Therefore, the debate about money is secondary to the real issue and that is public safety. I invite officials and Los Angeles business owners (those who believe the closure of the crossing and the lack of access will hurt their business) to look at this issue from the perspective that each train passenger or each driver commuting though the crossing is one of their family members.
The best solution would be the closure of the crossing altogether. Drivers destined to wreak havoc with trains resulting in disaster are bad enough, but the combination of extenuating circumstances at this particular crossing provide a formula for a disaster affecting hundreds of people and millions in property damage.
Officials who think the Doran Street crossing should be closed must fight for it firmly and seriously before a catastrophe happens once again in Glendale's train crash history.

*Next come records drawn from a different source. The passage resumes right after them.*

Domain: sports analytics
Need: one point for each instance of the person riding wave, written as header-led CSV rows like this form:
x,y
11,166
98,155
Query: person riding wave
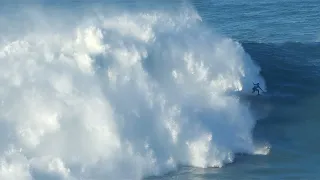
x,y
256,87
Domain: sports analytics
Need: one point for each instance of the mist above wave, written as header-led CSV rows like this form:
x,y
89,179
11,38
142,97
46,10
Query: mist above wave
x,y
121,96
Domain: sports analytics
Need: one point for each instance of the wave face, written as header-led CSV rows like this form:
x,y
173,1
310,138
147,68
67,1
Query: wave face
x,y
119,94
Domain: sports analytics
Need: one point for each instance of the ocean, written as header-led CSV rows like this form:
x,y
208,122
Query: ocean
x,y
159,90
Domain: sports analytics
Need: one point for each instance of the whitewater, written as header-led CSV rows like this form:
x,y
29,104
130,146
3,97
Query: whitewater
x,y
110,93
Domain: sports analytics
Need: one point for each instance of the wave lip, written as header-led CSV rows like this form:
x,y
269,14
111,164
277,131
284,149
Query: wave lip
x,y
137,93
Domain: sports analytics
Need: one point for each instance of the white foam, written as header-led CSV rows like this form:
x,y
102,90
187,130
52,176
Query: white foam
x,y
122,97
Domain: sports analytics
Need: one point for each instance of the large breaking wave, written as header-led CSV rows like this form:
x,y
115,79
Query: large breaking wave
x,y
120,96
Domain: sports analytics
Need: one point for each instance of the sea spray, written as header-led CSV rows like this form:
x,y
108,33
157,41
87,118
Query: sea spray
x,y
122,96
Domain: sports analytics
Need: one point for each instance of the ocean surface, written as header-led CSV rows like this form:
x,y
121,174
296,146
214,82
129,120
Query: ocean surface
x,y
159,90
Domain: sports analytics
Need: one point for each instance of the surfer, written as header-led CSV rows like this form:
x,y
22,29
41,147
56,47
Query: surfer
x,y
256,87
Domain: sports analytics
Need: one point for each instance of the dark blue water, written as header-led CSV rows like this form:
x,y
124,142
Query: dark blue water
x,y
150,90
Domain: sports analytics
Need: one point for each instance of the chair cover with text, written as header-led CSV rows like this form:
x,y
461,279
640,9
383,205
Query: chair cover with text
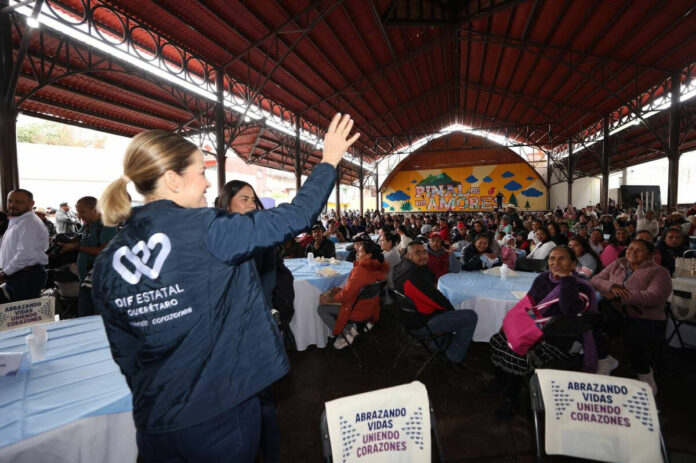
x,y
386,425
602,418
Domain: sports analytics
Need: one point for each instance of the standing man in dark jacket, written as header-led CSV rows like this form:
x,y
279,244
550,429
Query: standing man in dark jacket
x,y
321,247
415,280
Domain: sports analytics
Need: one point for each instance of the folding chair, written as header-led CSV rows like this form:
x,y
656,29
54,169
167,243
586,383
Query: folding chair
x,y
531,265
412,322
326,440
366,292
682,301
537,405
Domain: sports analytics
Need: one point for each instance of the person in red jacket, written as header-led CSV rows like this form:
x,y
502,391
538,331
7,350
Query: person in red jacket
x,y
335,305
415,280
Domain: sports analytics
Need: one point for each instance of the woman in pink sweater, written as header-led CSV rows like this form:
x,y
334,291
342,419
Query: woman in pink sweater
x,y
635,289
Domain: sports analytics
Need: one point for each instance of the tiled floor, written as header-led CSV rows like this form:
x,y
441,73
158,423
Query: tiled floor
x,y
468,430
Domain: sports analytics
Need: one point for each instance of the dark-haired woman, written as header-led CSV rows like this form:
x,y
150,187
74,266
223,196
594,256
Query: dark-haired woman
x,y
597,241
560,282
191,354
479,255
544,245
335,305
618,242
589,262
239,197
556,234
636,289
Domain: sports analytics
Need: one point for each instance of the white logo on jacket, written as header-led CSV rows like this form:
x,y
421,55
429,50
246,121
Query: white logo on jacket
x,y
139,255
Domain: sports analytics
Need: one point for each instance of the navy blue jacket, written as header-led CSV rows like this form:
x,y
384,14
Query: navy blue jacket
x,y
183,306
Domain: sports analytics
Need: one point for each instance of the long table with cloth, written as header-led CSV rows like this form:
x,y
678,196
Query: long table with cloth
x,y
74,406
487,294
306,325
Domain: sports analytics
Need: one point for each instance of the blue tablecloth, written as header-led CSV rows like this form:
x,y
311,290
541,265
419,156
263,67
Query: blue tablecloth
x,y
78,379
301,270
458,287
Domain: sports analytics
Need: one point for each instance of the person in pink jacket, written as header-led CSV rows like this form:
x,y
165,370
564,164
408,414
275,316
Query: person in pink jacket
x,y
635,290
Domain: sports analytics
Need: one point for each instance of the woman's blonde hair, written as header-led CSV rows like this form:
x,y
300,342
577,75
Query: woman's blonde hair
x,y
148,156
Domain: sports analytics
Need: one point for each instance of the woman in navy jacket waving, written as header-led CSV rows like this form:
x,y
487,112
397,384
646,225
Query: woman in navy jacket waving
x,y
182,303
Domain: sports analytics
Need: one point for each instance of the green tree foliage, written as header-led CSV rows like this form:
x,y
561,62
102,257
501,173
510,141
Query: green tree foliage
x,y
52,133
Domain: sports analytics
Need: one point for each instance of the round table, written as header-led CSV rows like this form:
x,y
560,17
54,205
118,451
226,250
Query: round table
x,y
306,325
73,406
487,295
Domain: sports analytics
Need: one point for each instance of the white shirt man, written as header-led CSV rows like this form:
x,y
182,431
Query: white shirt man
x,y
23,249
66,220
646,221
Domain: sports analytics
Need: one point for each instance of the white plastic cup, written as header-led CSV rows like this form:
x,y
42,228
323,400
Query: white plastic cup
x,y
504,272
36,341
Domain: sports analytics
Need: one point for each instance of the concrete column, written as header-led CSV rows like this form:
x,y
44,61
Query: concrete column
x,y
674,152
220,142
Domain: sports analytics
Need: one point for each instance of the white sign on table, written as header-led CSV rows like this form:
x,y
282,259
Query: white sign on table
x,y
22,313
387,425
602,418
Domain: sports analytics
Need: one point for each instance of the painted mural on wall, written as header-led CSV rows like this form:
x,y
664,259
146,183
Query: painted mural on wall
x,y
472,188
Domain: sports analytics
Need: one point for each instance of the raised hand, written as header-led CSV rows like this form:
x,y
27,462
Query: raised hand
x,y
336,140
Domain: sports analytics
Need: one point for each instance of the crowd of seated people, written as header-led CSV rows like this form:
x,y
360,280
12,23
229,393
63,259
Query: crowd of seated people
x,y
626,255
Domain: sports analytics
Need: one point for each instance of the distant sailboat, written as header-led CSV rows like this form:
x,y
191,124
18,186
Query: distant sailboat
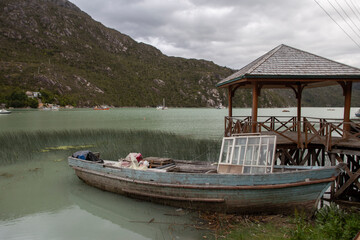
x,y
163,107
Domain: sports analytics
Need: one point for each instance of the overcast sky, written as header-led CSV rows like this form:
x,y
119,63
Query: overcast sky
x,y
233,33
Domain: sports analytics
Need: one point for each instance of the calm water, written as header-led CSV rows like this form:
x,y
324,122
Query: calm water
x,y
193,122
43,199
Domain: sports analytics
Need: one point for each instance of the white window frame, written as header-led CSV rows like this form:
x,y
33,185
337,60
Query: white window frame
x,y
253,162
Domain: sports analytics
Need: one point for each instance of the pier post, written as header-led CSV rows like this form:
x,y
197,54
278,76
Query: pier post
x,y
254,107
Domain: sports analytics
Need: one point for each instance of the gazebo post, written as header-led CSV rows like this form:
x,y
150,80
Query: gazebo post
x,y
298,96
254,107
230,100
347,87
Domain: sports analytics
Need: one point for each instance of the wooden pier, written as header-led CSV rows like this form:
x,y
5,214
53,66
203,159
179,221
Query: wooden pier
x,y
302,140
318,142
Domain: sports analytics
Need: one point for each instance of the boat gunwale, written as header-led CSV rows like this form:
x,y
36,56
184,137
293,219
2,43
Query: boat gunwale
x,y
300,169
204,186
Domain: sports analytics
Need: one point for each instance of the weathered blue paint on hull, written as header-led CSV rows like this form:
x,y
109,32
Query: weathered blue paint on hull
x,y
276,192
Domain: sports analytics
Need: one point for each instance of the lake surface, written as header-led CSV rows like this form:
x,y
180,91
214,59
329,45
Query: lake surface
x,y
43,199
192,122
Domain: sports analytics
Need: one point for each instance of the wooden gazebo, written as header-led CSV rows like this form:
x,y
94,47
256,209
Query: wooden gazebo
x,y
288,67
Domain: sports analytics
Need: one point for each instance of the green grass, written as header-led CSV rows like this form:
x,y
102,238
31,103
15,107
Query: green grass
x,y
329,223
112,144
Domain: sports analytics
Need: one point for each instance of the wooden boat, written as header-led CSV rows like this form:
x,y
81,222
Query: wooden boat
x,y
4,111
101,108
244,180
162,107
357,113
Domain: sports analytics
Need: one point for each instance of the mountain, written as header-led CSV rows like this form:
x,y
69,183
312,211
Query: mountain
x,y
53,46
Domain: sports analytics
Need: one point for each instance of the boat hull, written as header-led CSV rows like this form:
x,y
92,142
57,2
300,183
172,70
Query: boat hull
x,y
211,191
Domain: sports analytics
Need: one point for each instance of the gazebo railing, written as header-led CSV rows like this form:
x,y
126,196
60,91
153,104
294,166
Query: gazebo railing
x,y
309,130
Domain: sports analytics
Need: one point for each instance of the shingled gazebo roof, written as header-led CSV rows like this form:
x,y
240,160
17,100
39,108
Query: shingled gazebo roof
x,y
286,65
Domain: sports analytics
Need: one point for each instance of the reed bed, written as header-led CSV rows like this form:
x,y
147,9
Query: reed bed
x,y
112,144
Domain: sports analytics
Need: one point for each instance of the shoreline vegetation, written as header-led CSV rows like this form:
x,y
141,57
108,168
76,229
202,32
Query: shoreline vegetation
x,y
330,222
111,143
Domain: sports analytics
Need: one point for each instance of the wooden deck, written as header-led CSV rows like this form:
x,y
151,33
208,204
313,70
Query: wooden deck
x,y
331,133
311,141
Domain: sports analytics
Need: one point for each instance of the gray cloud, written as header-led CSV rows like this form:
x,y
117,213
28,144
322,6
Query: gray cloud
x,y
230,33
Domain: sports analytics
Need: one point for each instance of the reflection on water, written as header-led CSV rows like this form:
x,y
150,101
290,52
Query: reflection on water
x,y
43,199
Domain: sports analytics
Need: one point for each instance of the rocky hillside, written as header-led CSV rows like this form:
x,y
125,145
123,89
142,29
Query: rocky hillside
x,y
52,45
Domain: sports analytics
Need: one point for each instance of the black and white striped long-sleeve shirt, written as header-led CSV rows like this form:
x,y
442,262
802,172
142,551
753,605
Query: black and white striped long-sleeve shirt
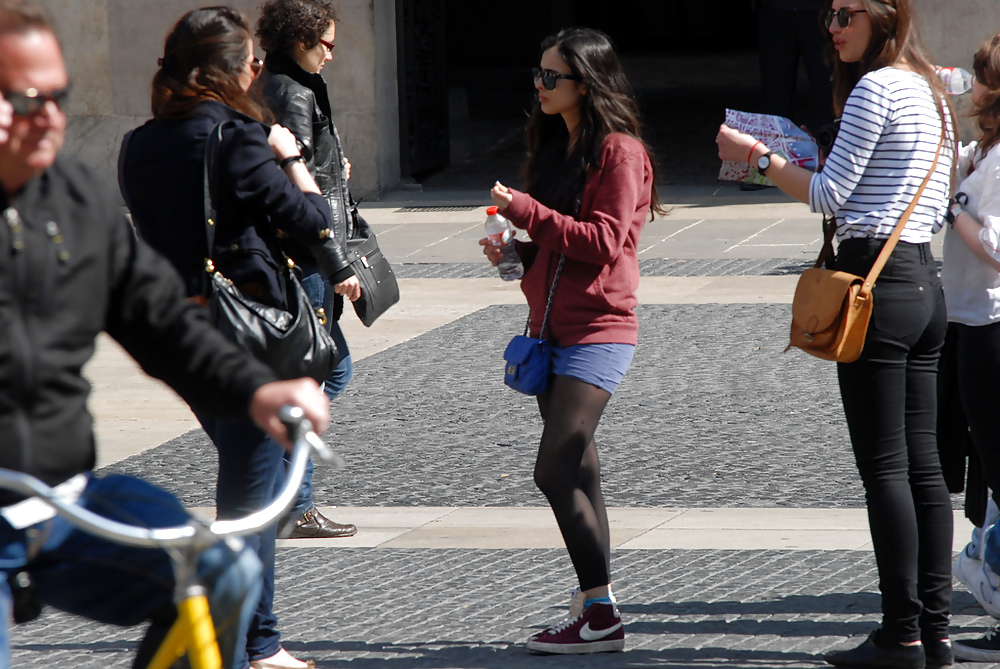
x,y
888,136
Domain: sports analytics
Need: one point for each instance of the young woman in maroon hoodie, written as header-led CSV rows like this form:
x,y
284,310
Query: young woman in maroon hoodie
x,y
589,181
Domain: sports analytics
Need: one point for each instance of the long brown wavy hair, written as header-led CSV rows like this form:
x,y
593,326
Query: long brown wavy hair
x,y
609,106
986,64
203,57
894,39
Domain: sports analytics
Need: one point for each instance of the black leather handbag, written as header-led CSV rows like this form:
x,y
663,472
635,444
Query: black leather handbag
x,y
379,288
291,342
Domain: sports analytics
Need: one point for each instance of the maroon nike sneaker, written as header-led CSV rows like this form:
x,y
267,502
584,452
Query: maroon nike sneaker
x,y
598,630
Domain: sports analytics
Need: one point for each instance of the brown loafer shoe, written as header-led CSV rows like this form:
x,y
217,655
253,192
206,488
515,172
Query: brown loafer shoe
x,y
314,525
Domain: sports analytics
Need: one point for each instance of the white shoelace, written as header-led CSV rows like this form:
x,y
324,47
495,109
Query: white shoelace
x,y
559,627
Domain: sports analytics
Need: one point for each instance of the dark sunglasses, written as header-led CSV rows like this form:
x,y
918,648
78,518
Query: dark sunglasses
x,y
550,77
843,16
31,101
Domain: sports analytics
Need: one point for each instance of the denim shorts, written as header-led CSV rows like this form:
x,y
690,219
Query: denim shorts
x,y
602,365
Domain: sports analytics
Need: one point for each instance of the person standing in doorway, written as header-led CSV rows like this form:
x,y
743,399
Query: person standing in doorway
x,y
789,33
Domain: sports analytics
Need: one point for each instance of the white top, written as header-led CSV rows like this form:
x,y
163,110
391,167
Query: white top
x,y
888,136
971,286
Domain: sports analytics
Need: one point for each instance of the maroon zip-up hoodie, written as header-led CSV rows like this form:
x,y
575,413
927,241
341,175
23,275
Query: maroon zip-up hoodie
x,y
595,299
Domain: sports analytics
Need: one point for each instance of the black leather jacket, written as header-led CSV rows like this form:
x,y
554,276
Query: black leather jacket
x,y
300,102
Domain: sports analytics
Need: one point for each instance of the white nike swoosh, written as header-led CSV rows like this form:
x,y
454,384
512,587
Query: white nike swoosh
x,y
588,634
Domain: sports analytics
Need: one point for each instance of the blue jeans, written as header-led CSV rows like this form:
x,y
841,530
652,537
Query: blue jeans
x,y
250,476
76,572
321,295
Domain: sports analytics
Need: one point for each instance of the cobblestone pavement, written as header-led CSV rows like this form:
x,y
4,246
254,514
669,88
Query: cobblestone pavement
x,y
475,608
650,267
711,414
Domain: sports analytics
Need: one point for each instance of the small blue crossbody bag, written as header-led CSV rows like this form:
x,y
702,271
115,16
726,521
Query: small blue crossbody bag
x,y
529,360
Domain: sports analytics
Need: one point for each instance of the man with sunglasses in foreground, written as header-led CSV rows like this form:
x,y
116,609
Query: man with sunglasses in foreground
x,y
72,267
789,31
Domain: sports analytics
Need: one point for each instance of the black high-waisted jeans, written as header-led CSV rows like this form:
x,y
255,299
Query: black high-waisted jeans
x,y
890,401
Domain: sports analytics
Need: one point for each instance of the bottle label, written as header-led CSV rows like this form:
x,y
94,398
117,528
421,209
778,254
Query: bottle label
x,y
500,238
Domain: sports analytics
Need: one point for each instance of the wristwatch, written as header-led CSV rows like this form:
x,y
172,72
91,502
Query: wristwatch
x,y
956,207
764,162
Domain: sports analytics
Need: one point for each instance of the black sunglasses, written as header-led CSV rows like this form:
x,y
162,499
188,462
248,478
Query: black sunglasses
x,y
843,16
550,77
31,101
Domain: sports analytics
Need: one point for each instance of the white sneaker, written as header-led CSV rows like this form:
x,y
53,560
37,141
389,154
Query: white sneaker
x,y
281,660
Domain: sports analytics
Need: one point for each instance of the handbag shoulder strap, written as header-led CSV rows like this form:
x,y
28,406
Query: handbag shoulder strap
x,y
548,303
890,244
210,174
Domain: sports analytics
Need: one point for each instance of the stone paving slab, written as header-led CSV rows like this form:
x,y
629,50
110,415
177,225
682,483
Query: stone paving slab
x,y
475,608
444,528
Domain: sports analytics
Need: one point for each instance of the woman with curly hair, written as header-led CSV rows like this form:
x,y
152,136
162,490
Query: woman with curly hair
x,y
262,191
297,36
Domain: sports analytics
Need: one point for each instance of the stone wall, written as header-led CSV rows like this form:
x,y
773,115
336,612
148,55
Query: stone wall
x,y
111,48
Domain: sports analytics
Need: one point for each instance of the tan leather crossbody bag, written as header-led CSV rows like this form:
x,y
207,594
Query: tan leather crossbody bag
x,y
831,310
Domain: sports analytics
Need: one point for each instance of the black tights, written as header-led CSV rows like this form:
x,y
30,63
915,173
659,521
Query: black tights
x,y
890,400
568,473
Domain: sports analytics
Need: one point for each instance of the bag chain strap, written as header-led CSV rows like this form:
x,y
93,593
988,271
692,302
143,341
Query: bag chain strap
x,y
548,304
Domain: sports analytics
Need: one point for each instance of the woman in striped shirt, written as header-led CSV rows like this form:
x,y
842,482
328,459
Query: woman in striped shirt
x,y
893,109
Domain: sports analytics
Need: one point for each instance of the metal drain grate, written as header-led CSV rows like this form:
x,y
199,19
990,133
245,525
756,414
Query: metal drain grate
x,y
418,209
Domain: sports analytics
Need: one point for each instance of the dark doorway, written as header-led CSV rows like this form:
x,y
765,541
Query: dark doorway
x,y
686,59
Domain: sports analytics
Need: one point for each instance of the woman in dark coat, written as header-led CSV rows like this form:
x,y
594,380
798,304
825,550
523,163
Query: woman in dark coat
x,y
298,37
263,190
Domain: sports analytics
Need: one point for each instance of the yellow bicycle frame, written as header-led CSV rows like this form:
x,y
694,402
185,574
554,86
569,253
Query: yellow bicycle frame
x,y
193,633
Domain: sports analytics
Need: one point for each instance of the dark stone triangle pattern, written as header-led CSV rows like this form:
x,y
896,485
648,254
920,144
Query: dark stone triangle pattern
x,y
711,414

The inconvenience of closing the crossing pales in comparison to the potential disaster as it currently stands.
We must do something today rather than having big regrets tomorrow.
Siroun Pakdaman
Glendale
The flag is more than a piece of cloth
She has no respect for the American flag by calling it “a piece of cloth,” and agrees with a friend that the U.S. flag is “a sort of fetish object, a false idol.”
I am referring to Roberta Medford, a resident of Montrose, who identifies herself as an atheist. She was one of the respondents to the weekly “In Theory” feature appearing in the July 3 edition of the Glendale News-Press, which had as its topic “Does leaving out the words ‘under God’ from the Pledge of Allegiance concern you?”